The Air Force Office of Scientific Research, is currently funding a US$450,000 study that attempts to mine blogs for "invaluable help in fighting the war of terror."

How is this going to work? The study's name is cryptic; it's called an "Automated Ontologically-Based Link Analysis of International Web Logs for the Timely Discovery of Relevant and Credible Information" ("Ontologically-based"? Aren't we all?). The three-year project will seek to separate the wheat from the chaff using a radical new approach to information processing: counting the number of hyperlinks that point to a source. As the press release points out, "Within blogs, hyperlinks act like reference citations in research papers thereby allowing someone to discover the most important events bloggers are writing about in just the same way that one can discover the most important papers in a field by finding which ones are the most cited in research papers."

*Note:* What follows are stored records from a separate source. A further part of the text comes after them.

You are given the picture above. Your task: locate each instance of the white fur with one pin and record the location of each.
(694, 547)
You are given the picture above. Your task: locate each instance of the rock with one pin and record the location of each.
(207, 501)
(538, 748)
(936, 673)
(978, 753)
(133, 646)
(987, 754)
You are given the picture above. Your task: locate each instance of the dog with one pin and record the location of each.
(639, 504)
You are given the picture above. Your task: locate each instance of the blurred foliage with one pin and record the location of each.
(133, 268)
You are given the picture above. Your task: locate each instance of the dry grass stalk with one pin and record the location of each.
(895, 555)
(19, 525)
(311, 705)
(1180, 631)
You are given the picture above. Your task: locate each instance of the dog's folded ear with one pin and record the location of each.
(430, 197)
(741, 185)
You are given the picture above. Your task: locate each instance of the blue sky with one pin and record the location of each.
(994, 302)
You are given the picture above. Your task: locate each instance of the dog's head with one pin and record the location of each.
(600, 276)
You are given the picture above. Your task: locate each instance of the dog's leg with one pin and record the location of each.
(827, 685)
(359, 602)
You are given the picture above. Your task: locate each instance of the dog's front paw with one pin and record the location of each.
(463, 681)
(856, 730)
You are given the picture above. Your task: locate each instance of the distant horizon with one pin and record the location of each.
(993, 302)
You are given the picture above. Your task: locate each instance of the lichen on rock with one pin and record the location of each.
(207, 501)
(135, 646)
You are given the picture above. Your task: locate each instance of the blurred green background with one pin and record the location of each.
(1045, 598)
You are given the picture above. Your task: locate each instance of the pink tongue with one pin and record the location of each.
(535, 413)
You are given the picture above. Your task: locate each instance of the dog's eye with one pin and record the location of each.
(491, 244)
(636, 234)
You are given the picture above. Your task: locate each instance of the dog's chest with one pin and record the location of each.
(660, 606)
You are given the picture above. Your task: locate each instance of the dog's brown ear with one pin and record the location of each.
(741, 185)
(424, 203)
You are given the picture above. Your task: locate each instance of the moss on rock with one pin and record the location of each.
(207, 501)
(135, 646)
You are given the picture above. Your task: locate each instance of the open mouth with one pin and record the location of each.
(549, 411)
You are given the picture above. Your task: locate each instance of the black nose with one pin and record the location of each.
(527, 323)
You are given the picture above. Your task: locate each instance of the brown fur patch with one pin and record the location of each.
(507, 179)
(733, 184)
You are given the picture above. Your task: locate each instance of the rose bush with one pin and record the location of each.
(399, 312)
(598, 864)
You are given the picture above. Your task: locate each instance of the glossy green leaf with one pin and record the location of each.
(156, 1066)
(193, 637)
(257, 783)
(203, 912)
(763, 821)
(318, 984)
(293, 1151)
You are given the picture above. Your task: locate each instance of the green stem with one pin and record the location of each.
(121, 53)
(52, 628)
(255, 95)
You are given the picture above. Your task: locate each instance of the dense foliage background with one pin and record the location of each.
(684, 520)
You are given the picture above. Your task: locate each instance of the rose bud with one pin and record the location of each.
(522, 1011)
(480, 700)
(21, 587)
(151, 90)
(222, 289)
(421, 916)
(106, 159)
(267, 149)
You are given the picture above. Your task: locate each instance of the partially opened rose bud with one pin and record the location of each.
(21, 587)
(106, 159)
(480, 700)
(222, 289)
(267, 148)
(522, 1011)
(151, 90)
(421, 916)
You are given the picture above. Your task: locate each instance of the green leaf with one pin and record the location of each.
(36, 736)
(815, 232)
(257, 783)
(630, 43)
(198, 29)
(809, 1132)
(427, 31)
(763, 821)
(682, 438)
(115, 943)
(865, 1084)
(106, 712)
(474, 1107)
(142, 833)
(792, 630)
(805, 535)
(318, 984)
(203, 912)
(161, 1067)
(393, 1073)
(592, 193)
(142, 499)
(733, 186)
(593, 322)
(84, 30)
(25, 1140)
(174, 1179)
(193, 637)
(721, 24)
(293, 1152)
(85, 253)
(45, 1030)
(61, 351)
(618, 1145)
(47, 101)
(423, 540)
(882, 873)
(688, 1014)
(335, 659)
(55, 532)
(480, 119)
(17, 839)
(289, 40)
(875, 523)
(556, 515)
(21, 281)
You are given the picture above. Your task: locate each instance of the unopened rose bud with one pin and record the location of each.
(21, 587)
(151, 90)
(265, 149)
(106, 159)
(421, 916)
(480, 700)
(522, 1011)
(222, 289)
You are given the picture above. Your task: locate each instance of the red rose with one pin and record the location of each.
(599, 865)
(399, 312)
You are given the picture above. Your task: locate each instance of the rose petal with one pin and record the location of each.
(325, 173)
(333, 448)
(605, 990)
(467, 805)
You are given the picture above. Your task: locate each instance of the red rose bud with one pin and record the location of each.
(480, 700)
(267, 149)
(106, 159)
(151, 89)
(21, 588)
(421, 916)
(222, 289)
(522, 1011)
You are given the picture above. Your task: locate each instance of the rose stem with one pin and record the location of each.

This Brand New Approach™, one with no similarities to that used by the world's largest search engine, will help analysts learn what topics are most popular among bloggers. Basically a Google Trends focused on blogs, the research hopes to clue warfighters into topics that have not yet made it onto the military's radar screen, things like the Danish cartoon controversy that outraged the Muslim world, which was discussed on the blogosphere before it made headline news. Had the US military known about the controversy earlier (perhaps through a hypothetical, full-time US government presence located in every capital city in the world; call it an "embassy," perhaps), Denmark could have been bombed before the situation got so out of control. Or something.